Dropbox had moved away from AWS for storing data but was still heavily centralised and dependent on their San Jose data centre
Dropbox recently unplugged an entire data centre to test its disaster readiness. With a dependency on their San Jose data centre, Dropbox ran a multi-year project to eliminate this single point of failure in their metadata stack, culminating in a deliberate and successful switch-off of the San Jose data centre.
Dropbox had moved away from AWS for storing data but was still heavily centralised and dependent on their San Jose data centre. The recovery time from an outage at San Jose was considered to be far more than what was desired – hence initiating a project to improve this in case of a significant disaster – such as an earthquake at the nearby San Andreas Fault.
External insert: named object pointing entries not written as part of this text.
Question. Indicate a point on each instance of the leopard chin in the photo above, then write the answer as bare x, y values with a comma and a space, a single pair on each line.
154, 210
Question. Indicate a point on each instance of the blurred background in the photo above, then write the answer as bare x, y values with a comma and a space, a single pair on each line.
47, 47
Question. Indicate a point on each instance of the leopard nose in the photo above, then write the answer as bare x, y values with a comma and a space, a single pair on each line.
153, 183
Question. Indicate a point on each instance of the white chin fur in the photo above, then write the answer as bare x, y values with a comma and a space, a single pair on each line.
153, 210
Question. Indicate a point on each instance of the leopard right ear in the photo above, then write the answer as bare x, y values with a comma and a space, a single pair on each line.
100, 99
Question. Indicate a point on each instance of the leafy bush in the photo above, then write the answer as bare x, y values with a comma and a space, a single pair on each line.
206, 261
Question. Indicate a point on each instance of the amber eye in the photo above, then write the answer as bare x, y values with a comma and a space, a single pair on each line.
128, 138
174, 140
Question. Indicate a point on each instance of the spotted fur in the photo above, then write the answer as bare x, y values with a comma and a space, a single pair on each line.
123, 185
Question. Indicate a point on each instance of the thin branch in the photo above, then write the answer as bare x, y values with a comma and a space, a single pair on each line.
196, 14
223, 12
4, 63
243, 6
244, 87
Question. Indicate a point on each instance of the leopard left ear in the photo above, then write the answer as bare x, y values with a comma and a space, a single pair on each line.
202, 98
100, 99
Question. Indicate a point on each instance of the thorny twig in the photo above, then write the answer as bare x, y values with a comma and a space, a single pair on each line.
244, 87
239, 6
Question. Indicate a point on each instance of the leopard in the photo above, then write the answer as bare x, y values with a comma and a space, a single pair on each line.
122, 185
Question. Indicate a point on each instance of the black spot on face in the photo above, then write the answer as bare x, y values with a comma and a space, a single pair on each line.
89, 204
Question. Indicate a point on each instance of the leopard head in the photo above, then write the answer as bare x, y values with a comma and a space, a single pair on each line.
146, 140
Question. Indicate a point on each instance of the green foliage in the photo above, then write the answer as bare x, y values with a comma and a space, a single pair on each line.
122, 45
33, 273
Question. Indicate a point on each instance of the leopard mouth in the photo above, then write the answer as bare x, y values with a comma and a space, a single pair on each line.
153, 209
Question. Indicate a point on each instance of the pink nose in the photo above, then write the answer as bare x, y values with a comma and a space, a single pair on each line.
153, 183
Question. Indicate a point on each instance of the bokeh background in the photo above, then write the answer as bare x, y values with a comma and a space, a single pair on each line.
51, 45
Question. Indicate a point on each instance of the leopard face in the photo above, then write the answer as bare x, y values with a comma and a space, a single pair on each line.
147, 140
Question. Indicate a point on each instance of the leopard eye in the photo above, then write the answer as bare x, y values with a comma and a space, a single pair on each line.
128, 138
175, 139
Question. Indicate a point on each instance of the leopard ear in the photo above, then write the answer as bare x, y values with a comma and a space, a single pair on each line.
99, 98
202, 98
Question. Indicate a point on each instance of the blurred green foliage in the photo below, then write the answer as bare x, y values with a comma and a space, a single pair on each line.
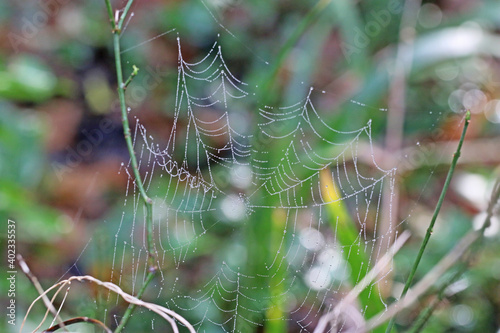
455, 53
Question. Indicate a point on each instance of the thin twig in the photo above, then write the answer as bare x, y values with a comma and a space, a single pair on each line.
26, 270
353, 294
435, 215
412, 295
117, 24
165, 313
76, 321
396, 119
427, 312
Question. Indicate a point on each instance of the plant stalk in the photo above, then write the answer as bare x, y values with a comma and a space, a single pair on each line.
434, 216
117, 24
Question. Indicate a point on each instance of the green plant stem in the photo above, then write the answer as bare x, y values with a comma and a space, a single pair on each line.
434, 216
131, 307
117, 25
427, 312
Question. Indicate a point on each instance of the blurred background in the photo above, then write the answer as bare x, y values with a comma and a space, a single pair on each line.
411, 67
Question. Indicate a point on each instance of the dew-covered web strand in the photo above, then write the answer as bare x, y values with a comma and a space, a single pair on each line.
189, 163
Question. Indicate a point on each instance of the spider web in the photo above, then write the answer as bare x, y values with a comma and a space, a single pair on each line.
229, 167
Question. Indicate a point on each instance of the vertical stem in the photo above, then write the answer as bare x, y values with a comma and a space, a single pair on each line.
434, 216
117, 25
425, 315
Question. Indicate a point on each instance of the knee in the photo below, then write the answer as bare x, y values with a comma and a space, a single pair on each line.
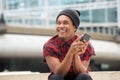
83, 77
56, 77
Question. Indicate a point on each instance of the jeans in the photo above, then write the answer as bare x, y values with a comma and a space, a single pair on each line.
79, 77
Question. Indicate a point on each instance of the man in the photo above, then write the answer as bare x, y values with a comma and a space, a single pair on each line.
67, 57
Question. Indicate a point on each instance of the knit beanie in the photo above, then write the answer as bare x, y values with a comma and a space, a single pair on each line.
72, 14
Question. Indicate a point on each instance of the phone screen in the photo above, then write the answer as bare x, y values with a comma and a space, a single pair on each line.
86, 37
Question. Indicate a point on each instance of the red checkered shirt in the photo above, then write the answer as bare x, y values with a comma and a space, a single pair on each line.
58, 48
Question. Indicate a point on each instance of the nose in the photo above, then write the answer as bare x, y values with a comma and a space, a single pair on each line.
61, 25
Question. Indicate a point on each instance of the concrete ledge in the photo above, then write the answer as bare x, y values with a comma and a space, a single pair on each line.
108, 75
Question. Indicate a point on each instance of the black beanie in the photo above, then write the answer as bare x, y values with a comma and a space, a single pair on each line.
72, 14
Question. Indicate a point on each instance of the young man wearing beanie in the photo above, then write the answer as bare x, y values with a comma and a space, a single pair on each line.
67, 57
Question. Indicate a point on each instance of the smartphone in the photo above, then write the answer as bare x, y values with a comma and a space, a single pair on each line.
86, 37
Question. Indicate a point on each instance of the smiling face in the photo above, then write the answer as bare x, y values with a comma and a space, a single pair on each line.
65, 28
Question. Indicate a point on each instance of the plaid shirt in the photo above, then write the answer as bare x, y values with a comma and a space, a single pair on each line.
58, 48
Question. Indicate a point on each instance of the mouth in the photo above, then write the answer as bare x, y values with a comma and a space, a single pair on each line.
62, 31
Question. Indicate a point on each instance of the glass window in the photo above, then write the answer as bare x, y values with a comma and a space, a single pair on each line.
85, 16
53, 2
67, 1
98, 16
82, 1
112, 15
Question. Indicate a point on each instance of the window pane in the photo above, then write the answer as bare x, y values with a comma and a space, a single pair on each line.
112, 15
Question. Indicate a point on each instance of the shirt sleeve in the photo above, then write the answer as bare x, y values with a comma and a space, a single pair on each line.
49, 50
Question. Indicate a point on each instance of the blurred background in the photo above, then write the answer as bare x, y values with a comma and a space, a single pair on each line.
25, 25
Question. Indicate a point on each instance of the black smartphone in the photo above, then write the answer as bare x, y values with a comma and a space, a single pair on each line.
86, 37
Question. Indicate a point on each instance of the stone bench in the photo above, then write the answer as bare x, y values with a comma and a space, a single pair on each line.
103, 75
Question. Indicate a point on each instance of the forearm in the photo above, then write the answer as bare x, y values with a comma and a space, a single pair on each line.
78, 65
64, 66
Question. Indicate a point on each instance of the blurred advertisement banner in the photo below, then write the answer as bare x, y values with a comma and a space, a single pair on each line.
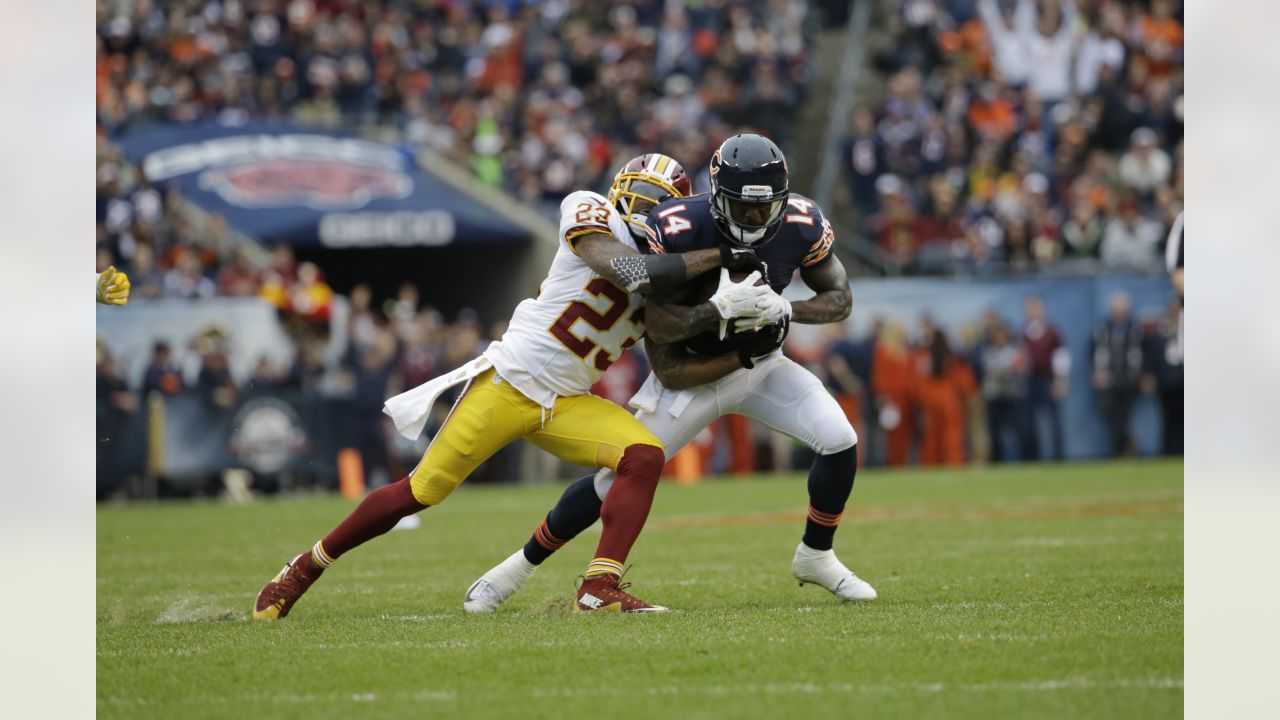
284, 183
The improvement was measured as a Recovery Time Objective (RTO) – a standard measure from Disaster Recovery Planning (DRP) for the maximum time a system can be tolerably down after a failure or disaster occurs.
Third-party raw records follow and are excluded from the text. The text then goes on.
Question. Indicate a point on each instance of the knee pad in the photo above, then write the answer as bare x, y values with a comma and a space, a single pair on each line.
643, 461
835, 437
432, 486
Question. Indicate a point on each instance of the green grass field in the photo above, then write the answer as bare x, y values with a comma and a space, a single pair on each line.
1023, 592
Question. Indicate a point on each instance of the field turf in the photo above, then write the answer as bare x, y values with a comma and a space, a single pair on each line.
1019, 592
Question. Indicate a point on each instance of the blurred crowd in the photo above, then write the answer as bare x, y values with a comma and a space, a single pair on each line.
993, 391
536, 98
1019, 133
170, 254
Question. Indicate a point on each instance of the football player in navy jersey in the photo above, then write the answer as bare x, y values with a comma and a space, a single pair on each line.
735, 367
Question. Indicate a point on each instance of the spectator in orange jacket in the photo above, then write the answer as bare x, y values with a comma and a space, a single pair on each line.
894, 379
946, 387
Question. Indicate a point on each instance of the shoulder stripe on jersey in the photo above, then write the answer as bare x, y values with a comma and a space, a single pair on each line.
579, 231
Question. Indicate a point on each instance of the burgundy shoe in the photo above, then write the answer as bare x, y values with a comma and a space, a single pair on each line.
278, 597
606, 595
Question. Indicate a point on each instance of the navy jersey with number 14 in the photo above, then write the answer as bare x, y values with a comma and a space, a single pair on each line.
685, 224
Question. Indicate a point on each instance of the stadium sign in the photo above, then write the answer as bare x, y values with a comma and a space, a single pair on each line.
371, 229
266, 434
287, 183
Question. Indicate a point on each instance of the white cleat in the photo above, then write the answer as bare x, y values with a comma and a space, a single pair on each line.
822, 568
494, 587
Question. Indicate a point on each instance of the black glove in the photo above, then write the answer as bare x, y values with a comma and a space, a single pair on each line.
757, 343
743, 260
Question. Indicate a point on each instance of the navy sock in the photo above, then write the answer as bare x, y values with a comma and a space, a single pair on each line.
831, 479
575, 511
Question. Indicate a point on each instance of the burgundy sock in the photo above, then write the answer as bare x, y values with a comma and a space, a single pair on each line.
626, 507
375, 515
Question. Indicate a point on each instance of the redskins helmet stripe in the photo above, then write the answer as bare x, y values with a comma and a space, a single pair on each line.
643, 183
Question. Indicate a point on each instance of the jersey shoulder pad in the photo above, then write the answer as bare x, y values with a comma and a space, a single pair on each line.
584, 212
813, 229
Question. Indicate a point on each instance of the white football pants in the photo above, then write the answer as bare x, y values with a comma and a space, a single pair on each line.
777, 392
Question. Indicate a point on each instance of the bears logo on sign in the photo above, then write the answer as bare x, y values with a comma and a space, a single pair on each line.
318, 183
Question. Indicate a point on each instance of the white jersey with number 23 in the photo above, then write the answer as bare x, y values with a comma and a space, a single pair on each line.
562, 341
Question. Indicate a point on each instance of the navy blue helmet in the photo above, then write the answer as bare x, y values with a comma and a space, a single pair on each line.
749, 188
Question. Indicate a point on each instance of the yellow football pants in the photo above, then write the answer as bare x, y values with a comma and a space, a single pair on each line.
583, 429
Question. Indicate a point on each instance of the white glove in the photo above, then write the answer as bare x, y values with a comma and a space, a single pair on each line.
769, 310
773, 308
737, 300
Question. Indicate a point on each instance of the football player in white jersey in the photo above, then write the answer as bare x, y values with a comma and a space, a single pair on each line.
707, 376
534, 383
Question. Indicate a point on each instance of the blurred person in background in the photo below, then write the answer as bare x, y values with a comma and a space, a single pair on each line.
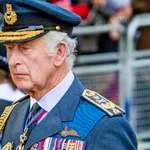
142, 38
8, 91
93, 12
59, 112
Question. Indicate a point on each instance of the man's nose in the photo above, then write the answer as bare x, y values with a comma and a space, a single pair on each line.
15, 59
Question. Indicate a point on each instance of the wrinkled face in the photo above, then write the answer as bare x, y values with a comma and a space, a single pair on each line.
30, 66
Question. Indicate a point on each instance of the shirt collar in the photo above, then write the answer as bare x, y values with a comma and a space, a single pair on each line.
49, 100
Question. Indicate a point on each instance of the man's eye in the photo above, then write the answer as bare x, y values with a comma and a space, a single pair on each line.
24, 48
9, 48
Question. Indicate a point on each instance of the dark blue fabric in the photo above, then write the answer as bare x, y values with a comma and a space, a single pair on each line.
3, 104
109, 133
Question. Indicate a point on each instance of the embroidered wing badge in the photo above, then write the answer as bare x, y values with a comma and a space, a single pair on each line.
107, 106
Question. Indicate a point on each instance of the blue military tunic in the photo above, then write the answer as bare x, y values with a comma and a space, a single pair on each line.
81, 115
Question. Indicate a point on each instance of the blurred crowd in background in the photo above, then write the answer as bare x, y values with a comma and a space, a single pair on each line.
92, 12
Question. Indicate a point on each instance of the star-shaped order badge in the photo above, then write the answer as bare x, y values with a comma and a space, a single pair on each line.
67, 132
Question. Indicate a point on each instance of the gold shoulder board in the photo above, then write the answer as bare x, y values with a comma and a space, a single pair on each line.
5, 115
107, 106
21, 99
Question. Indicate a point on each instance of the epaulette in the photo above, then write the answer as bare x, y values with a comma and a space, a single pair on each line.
104, 104
6, 113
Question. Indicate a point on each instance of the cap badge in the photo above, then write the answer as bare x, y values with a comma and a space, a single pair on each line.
67, 132
10, 16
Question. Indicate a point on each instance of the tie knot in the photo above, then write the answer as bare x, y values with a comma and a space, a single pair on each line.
35, 108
The overall architecture of Dropbox’s systems involves a system to store files (block storage) and another system to store the metadata about those files. The architecture for block storage – named Magic Pocket – allows block data to be served from multiple data centres in an active/active configuration, and part of this new resilience work involved making the metadata service more resilient, and eventually also active/busy too. Making the metadata stack resilient proved to be a challenging goal to achieve. Some earlier design tradeoffs – such as using asynchronous replication of MySQL data between regions and using caches to scale databases – forced a rethink of the disaster readiness plan.
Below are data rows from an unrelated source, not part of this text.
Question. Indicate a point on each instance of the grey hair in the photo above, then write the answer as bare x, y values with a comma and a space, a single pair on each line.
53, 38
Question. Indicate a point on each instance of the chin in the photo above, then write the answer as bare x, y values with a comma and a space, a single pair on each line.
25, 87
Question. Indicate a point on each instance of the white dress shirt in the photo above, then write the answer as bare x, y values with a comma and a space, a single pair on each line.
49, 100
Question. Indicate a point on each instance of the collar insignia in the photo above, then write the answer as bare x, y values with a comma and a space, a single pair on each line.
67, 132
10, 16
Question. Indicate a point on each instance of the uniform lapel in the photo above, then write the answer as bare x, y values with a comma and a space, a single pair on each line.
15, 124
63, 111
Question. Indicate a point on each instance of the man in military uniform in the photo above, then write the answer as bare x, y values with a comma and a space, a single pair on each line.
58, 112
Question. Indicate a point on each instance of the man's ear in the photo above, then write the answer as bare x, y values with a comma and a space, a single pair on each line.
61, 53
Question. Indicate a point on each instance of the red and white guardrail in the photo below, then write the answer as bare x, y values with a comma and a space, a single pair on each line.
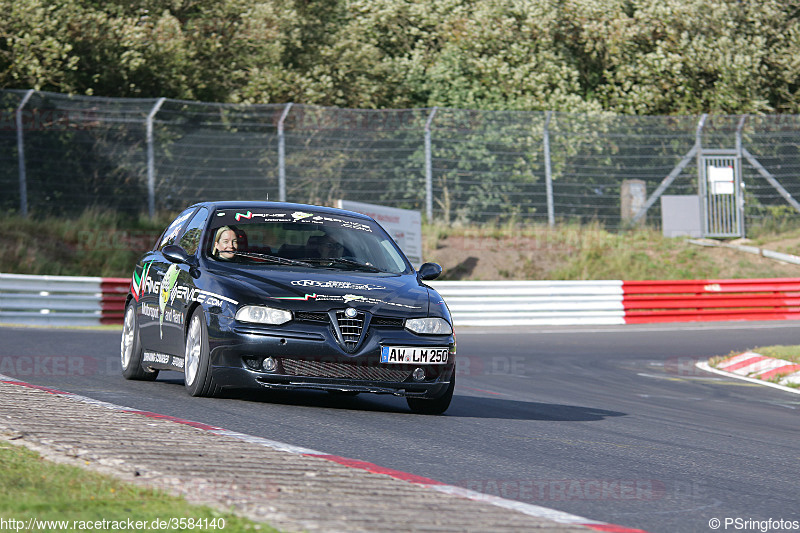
520, 303
86, 301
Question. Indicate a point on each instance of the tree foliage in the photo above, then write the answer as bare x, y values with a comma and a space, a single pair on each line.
624, 56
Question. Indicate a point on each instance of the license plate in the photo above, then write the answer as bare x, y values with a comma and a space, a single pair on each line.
414, 355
Dropbox implemented other changes to help reduce risk, with a customer-first strategy:
- Routine testing of key failover procedures – regular automated small-scale tests of failover tasks
- Improved operational procedures – a formalised go/no-go decision point, checks leading up to a failover “countdown”, and clearly defined roles for people during a failover
- Abort criteria and procedures – clearly defining when and how a failover would be aborted
The final steps in preparation for unplugging San Jose involved making a detailed Method of Procedure (MoP) to perform the failover, and this was tested on a lower-risk data centre first – that at Dallas Fort Worth. After disconnecting one of the DFW data centres, whilst performing validations that everything was still working, engineers realised that external availability was dropping, and the failover was aborted four minutes later. This test had revealed a previously hidden single point of failure in an S3 proxy service.
Thanks to the new tooling and procedures, there was no impact to global availability, and the anti-climactic event was declared a success. This provided a significantly reduced RTO and proved that Dropbox could run indefinitely from another region without San Jose.
The key takeaways from this multi-year project were that it takes training and practice to get stronger at Disaster Readiness. Dropbox now can conduct blackhole exercises regularly, ensuring that the DR capabilities will only continue to improve, with users never noticing when something goes wrong.